Subtleties of pairwise alignments

Frédéric Mahé edited this page Nov 27, 2022 · 4 revisions

As pointed by Géraldine Pascal and Frédéric Escudié (from Inra Toulouse, France), when using d = 2 or greater d values, there are borderline cases where the number of differences d as identified by the pairwise alignment is not as expected.

Here is an example (I = insertion, D = deletion, S = substitution):

A) G*ACGCCG      GACGCCG
   .I....D.  or  .SSSS..
B) GCACGC*G      GCACGCG

When compared to sequence A, sequence B has an insertion and a deletion (d = 2). When the two indels are close-by (3 or 4 nucleotides), the pairwise alignment considers that it is less costly (i.e. "optimal") to consider that the two sequences have 4 mismatches (d = 4). The matchs/mismatches, gap opening and gap extension costs used in swarm are the same than in other pairwise alignment softwares. These parameters were established empirically and acknowledge the fact that indels are less frequent than substitutions in natural sequences. This is also the case in sequences produced by Illumina: sequencing errors are dominantly substitutions, and insertions/deletions are far less frequent.

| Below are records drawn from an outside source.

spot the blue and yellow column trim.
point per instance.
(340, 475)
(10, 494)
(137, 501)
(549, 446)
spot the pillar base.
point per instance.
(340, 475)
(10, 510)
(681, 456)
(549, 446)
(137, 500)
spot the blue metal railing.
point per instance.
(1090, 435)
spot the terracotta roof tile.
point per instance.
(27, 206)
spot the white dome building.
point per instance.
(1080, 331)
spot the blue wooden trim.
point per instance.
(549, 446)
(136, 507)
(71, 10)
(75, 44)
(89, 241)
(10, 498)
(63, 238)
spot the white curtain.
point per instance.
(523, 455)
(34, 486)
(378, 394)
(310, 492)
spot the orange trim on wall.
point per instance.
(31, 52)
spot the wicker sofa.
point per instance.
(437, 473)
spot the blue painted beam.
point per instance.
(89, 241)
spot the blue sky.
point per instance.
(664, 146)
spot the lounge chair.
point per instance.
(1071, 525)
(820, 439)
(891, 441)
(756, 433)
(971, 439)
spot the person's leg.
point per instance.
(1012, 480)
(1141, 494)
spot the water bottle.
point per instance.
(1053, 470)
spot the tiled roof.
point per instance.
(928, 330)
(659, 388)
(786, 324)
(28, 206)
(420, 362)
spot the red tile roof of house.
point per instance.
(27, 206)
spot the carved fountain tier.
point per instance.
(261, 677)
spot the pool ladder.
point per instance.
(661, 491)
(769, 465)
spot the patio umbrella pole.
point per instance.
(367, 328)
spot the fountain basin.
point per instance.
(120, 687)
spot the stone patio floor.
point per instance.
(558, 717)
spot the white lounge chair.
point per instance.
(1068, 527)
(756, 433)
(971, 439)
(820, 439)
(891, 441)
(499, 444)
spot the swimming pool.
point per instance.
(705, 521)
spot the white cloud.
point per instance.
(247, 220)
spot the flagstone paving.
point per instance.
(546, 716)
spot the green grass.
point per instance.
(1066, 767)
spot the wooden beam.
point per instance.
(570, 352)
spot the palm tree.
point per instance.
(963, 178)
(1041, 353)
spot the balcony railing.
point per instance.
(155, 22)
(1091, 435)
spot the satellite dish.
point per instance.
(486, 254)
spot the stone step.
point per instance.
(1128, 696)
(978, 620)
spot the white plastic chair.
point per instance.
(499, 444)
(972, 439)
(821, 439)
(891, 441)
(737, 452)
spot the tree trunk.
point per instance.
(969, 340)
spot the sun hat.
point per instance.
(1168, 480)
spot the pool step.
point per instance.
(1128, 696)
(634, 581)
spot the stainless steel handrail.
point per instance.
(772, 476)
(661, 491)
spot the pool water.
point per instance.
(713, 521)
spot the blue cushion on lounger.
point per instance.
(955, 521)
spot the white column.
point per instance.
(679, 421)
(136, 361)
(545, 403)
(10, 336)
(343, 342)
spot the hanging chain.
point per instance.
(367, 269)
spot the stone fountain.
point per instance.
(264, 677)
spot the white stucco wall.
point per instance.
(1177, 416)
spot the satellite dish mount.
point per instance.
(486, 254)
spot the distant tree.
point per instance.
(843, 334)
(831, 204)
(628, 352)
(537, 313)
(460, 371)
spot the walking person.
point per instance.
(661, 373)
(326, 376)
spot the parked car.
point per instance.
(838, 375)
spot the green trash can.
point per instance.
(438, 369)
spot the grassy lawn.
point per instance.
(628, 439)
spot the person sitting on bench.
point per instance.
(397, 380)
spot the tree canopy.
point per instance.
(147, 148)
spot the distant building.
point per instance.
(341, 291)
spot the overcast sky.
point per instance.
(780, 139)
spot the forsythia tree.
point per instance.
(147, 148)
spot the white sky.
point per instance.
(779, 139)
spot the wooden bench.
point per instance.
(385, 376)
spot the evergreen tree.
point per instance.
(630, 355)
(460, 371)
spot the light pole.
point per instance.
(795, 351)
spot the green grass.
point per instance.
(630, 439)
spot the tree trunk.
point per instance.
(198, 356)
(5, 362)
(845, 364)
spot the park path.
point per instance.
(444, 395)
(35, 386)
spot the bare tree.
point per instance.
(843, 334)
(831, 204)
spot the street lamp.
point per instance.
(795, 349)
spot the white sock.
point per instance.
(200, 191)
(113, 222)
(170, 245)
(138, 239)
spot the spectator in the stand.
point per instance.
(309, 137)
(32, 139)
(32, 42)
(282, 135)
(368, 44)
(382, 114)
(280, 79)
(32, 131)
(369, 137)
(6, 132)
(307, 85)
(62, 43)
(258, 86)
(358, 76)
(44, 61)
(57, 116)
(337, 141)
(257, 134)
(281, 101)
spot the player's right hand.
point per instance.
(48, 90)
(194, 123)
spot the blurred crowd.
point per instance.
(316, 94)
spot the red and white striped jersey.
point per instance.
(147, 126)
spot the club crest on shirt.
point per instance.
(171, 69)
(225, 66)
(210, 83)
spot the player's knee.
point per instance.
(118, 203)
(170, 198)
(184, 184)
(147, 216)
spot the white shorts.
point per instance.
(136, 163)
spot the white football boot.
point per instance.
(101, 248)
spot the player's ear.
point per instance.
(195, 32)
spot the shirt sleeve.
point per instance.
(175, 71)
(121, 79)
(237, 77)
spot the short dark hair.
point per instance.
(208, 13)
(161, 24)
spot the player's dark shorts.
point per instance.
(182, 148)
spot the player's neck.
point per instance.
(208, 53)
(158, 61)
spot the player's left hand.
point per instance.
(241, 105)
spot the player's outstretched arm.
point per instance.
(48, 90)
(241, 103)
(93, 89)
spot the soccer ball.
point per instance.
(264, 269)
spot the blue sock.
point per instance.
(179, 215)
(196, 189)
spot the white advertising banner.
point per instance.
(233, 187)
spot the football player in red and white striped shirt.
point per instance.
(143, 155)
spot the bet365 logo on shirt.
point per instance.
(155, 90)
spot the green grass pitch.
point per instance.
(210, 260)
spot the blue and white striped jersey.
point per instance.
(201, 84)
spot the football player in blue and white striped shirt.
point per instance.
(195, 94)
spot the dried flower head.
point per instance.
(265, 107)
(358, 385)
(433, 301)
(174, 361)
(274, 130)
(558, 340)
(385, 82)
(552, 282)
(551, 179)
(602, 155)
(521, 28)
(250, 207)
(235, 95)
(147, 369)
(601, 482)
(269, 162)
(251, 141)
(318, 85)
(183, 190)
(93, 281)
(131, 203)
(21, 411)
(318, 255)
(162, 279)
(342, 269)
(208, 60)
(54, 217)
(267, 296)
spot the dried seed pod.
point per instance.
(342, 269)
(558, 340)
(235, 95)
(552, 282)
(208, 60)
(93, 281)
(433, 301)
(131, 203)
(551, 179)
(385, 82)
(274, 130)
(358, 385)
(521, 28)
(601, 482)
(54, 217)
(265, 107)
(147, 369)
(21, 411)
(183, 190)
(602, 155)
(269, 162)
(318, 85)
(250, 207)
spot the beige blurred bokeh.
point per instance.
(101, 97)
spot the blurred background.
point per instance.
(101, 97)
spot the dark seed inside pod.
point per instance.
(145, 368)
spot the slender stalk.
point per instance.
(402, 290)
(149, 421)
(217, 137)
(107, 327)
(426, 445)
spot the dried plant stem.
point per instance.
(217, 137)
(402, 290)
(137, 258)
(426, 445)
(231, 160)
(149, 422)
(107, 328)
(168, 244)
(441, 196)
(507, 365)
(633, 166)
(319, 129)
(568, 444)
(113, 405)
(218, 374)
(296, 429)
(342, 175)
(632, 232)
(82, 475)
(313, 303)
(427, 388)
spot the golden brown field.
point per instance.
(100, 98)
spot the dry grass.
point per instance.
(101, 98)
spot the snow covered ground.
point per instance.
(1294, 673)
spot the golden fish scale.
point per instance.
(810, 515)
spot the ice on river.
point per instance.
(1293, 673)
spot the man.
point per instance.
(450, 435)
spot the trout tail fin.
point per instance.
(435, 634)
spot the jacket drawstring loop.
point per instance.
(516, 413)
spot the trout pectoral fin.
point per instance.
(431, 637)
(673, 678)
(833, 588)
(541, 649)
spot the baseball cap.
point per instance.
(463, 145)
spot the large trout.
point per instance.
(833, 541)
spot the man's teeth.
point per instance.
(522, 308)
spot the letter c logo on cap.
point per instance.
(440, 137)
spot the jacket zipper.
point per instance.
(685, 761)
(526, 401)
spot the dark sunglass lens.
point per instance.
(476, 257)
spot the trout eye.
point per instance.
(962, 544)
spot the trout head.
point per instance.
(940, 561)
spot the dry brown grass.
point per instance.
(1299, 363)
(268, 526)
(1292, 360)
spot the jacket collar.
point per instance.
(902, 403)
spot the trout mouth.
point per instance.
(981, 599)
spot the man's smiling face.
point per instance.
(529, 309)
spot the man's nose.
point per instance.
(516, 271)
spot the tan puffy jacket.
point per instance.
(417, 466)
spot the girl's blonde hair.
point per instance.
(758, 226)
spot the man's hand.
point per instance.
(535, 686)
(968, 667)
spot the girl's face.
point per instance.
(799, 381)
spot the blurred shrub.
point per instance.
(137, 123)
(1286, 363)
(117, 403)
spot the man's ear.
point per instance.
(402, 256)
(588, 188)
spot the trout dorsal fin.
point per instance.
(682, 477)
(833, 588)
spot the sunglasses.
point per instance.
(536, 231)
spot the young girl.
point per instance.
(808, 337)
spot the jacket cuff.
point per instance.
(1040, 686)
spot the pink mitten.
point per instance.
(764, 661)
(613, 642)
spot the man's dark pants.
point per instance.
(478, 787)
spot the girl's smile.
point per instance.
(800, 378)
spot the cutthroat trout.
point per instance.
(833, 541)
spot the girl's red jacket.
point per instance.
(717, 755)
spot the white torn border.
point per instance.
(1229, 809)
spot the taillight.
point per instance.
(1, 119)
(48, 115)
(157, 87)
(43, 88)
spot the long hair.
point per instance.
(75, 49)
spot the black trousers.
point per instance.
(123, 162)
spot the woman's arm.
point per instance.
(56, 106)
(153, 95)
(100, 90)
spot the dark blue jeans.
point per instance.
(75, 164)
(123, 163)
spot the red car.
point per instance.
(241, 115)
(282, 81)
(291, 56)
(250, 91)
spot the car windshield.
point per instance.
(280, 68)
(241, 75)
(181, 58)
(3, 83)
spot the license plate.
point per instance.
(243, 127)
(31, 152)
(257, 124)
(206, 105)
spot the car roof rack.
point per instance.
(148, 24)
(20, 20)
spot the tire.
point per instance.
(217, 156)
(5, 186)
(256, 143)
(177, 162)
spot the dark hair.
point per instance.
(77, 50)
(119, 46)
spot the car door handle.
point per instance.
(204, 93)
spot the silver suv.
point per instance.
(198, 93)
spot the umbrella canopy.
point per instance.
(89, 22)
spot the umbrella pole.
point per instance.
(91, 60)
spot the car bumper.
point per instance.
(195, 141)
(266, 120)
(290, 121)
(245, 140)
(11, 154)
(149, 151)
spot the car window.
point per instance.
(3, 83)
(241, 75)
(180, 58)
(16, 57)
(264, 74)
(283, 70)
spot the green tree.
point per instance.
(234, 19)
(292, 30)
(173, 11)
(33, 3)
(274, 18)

So, three or four mismatches are preferred over two (close-by) indels events in pairwise alignment. Is it a problem? and how to change that?

First, these borderline cases are limited in scope (only close-by indels), and should not have a significant impact on global clustering results. In many cases, intermediate amplicons will link the amplicons A and B, eliminating the problem. However, If you feel adventurous or know what you are doing, you can change the cost of gap openings by setting --gap-opening-penalty 0.

Tweaking the pairwise alignment parameters is not the easiest way to go. I recommend working at d = 1 (where the pairwise alignment problem disappears) and to use the --fastidious option. The fastidious option will graft small clusters onto big ones by postulating the existence of intermediate amplicons, mimicking in practice a clustering with d = 2, but with a better resolution. Borderline cases like described above should disappear when doing so.